Table 3. Experimental results for AFolder.

Markdown. This program is described in Sect. 3. The experiments are parametrized by the required number n of columns in the input.

perf_bench_numa. This example is part of a benchmark program for non-uniform memory access (NUMA) [1]. The program maintains a list of threads, and for each thread a separate array of size 100 that describes processors assigned to the thread. The data is processed in a nested loop: the outer loop iterates over threads, and the inner loop counts the number of assigned processors. The outer loop also maintains the minimum, and maximum number of processors assigned to any thread. We model a testing scenario like in Sect. 3, where a symbolic execution tool unrolls the outer loop n times, and the inner loop is summarized by a fold expression. The testing goal is to provide a valid processor mapping such that each thread is assigned to exactly one processor. In Table 3 we show results for this benchmark parametrized by the number n of threads. The example scales well, since there a single fold per each processor array (see Lemma 2).
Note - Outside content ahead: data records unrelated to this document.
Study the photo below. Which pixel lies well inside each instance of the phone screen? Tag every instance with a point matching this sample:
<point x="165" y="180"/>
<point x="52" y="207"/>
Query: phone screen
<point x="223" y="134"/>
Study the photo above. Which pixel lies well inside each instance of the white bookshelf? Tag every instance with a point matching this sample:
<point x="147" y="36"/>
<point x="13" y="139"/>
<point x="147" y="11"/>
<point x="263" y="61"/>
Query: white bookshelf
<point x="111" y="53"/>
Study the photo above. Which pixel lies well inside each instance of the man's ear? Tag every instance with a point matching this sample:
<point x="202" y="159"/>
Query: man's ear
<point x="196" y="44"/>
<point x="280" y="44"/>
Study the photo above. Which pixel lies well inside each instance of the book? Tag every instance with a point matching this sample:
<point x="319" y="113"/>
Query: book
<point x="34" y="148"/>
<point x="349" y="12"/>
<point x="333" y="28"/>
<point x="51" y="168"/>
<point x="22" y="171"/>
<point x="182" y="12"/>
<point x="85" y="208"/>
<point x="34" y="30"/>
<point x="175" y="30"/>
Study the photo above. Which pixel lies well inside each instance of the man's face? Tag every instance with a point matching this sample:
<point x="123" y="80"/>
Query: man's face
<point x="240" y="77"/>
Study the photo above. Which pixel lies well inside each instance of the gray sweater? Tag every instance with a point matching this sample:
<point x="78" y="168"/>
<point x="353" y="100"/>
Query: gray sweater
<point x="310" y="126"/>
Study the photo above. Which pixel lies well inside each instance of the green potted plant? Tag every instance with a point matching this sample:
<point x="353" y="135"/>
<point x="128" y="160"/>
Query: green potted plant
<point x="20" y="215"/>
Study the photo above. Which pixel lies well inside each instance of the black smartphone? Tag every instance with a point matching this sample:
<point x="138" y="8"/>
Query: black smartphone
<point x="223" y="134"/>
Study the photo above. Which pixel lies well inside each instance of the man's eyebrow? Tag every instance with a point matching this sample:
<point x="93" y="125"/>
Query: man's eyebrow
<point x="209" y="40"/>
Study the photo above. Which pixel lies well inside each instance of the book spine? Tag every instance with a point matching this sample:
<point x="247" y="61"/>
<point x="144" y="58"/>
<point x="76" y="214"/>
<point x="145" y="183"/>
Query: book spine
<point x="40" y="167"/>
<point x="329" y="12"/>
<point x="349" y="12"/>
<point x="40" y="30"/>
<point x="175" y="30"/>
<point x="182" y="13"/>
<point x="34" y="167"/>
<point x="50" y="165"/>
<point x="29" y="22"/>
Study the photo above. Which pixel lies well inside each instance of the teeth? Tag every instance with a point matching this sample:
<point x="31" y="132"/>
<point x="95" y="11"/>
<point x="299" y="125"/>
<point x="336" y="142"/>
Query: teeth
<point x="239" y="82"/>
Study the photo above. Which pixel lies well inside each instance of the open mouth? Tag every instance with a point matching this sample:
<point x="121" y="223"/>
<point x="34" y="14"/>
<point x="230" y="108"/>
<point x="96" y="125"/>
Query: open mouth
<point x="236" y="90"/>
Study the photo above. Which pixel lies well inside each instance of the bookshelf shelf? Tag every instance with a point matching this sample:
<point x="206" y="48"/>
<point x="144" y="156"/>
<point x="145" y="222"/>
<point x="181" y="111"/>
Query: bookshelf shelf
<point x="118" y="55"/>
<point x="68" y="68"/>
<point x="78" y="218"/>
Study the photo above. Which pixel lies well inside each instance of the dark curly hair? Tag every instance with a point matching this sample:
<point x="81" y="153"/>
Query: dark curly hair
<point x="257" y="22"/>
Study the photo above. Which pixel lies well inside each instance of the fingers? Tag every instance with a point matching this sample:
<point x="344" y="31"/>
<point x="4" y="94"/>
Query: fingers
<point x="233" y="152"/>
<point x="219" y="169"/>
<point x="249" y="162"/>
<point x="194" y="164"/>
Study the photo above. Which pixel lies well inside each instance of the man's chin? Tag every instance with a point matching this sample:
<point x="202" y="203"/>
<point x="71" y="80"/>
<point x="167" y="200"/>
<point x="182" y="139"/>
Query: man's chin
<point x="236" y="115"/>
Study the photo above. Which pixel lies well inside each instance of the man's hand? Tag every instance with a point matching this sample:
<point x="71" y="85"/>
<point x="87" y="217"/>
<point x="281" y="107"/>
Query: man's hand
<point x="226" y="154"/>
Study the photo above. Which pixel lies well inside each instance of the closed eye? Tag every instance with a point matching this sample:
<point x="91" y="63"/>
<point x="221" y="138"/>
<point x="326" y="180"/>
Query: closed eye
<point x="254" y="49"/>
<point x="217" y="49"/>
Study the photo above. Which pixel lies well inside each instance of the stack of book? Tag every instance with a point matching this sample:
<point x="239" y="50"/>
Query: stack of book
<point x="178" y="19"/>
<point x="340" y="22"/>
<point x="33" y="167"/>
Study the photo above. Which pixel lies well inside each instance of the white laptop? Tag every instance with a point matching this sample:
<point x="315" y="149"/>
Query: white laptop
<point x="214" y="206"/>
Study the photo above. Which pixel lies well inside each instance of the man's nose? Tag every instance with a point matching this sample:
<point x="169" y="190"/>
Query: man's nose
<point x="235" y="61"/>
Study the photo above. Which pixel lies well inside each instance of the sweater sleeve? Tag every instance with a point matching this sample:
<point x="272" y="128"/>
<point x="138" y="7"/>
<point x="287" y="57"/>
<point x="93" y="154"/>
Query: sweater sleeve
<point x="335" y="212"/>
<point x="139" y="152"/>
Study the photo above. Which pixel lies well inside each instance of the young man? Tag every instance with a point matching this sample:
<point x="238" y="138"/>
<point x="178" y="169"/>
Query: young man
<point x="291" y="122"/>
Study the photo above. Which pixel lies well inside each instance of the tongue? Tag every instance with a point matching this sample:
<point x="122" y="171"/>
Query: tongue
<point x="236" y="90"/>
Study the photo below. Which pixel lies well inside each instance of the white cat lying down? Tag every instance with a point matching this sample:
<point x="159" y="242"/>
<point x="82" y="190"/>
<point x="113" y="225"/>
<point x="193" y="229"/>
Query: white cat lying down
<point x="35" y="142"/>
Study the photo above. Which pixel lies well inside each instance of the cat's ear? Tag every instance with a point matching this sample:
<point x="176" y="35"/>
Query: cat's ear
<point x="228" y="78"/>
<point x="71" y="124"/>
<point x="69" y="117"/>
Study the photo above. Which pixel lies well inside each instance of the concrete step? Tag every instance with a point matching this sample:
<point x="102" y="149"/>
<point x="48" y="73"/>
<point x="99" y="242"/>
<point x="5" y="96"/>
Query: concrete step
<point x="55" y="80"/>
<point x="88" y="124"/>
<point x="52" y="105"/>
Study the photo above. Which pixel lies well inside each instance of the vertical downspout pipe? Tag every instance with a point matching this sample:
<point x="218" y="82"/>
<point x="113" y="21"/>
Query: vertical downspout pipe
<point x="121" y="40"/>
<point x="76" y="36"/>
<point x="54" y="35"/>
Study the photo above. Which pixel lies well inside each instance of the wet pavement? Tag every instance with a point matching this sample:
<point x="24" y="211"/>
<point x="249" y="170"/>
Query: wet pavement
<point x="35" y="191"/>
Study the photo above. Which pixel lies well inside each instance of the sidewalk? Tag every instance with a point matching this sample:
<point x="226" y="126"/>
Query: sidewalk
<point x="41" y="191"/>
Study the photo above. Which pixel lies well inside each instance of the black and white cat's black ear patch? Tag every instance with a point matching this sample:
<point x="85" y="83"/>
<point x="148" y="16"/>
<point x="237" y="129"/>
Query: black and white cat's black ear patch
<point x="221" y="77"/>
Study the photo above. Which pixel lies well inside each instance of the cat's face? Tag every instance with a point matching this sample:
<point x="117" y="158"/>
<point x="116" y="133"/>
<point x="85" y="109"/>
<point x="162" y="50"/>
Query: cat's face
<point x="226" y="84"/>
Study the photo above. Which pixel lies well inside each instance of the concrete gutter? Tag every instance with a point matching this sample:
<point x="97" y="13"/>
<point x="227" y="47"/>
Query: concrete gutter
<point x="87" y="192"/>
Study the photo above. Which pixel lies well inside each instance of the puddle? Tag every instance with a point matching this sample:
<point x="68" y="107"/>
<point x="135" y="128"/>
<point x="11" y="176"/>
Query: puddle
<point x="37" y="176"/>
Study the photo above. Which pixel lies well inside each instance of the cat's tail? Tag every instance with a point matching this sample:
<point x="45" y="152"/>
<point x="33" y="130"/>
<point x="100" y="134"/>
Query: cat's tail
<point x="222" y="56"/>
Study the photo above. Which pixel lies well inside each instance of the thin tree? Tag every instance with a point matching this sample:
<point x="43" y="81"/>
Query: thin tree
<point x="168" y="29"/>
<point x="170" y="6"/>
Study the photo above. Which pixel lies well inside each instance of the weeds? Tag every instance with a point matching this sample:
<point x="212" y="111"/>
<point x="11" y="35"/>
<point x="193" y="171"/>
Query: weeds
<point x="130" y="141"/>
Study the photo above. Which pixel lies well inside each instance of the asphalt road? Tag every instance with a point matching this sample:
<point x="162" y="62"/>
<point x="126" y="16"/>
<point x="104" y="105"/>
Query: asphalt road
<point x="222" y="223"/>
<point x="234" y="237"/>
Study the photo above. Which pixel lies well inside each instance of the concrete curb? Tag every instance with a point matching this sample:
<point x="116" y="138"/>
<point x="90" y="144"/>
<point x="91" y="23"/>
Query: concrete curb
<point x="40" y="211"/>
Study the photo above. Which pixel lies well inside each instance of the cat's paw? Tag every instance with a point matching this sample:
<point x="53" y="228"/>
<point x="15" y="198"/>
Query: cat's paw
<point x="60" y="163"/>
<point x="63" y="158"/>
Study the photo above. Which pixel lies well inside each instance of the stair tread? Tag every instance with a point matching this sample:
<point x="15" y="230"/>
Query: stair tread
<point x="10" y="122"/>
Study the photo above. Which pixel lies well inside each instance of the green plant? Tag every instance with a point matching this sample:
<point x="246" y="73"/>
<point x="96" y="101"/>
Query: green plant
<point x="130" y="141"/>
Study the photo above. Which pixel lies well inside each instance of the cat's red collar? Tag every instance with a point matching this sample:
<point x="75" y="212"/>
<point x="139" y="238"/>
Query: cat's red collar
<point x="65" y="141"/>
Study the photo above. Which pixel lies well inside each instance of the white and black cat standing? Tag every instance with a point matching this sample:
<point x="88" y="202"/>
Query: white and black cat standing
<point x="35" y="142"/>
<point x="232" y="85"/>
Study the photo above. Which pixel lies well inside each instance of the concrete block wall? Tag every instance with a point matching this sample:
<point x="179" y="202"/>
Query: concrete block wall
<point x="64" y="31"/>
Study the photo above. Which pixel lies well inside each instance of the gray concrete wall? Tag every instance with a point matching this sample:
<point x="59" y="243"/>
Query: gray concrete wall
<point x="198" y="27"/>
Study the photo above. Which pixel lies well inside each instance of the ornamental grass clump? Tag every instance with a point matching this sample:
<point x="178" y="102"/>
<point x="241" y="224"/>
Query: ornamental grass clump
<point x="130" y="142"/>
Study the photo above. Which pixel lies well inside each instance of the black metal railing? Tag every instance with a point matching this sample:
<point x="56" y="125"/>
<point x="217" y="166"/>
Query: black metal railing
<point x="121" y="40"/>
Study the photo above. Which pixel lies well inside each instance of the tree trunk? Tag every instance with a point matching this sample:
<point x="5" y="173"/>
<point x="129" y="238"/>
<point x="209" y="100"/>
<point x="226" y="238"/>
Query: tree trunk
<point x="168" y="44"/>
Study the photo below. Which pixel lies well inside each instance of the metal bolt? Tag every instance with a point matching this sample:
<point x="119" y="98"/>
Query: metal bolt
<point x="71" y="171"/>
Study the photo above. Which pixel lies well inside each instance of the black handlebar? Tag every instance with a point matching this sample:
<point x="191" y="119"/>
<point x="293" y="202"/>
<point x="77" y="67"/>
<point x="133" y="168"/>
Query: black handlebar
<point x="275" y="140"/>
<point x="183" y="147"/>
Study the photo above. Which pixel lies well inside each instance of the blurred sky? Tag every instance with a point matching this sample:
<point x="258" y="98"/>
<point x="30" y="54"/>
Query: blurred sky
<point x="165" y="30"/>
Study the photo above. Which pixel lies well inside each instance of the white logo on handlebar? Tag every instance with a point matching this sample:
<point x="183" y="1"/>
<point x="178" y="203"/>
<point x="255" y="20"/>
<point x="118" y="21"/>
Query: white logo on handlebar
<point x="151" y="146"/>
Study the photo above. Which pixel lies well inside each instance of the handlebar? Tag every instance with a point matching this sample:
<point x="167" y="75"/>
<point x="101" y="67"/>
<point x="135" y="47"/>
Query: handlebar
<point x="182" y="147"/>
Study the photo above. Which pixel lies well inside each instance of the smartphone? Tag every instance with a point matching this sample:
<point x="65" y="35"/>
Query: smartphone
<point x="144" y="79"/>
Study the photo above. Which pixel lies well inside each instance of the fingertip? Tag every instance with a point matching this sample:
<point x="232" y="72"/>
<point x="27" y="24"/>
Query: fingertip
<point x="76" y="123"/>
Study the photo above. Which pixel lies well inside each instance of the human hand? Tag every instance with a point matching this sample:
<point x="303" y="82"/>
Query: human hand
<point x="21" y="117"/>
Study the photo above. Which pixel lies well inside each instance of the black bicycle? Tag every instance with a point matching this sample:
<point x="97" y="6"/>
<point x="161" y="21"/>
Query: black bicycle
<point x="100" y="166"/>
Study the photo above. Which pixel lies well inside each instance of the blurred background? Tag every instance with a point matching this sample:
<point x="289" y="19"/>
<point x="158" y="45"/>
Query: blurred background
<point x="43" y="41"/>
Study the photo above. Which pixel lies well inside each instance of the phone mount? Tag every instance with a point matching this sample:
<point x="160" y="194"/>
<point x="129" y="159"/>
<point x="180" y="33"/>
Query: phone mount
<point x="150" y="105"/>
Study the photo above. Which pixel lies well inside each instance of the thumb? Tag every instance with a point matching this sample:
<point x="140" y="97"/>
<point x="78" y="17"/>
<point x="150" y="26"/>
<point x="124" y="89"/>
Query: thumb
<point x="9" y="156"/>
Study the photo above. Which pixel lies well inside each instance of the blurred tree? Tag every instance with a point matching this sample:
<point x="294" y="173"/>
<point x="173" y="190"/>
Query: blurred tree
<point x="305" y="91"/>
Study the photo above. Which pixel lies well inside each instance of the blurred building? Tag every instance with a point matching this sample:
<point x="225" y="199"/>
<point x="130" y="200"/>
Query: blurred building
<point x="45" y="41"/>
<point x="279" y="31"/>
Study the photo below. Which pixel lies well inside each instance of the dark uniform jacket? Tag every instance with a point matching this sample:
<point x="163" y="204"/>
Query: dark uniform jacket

SV-COMP. Examples “standard_minInArray” to “standard_vararg” are taken from the SV-COMP benchmarks suite [6]. They model simple verification problems for loops, such as finding the position of an element in array, finding the minimum, or counting the number of positive elements. We model these programs as formulas that are unsatisfiable if the program is safe. Although the programs are simple, most verification tools competing in SV-COMP fail to prove their safety.

Histogram. We performed experiments on the histogram example in Sect. 2.3, parametrized by the number of range values. We observe that solving time grows rapidly with the number of folds. Example “histogram_unsat” is an unsatisfiable variation that requires two different counts in the same range.

7 Conclusion and Future Work

We presented Array Folds Logic (AFL), which extends the quantifier-free theory of arrays with folding, a well-known concept from functional languages. The extension allows us to express counting properties, occurring frequently in real-life programs. Additionally, AFL is able to concisely summarize loops with internal branching and counting over arrays. We have analyzed the complexity of satisfiability checking for AFL formulas, and presented an efficient decision procedure via an encoding to the quantifier-free Presburger arithmetic. Finally, we have implemented a tool called AFolder, which efficiently discharges AFL proof obligations, and demonstrated its practical applicability on numerous examples.

For the future work, we plan to investigate possible combinations with other decidable fragments of the theory of arrays (to allow some restricted form of quantifier alternation). We also plan to automate the generation of proof obligations and the summarization of loops, and want to improve the efficiency of our decision procedure by implementing suitable optimizations and heuristics.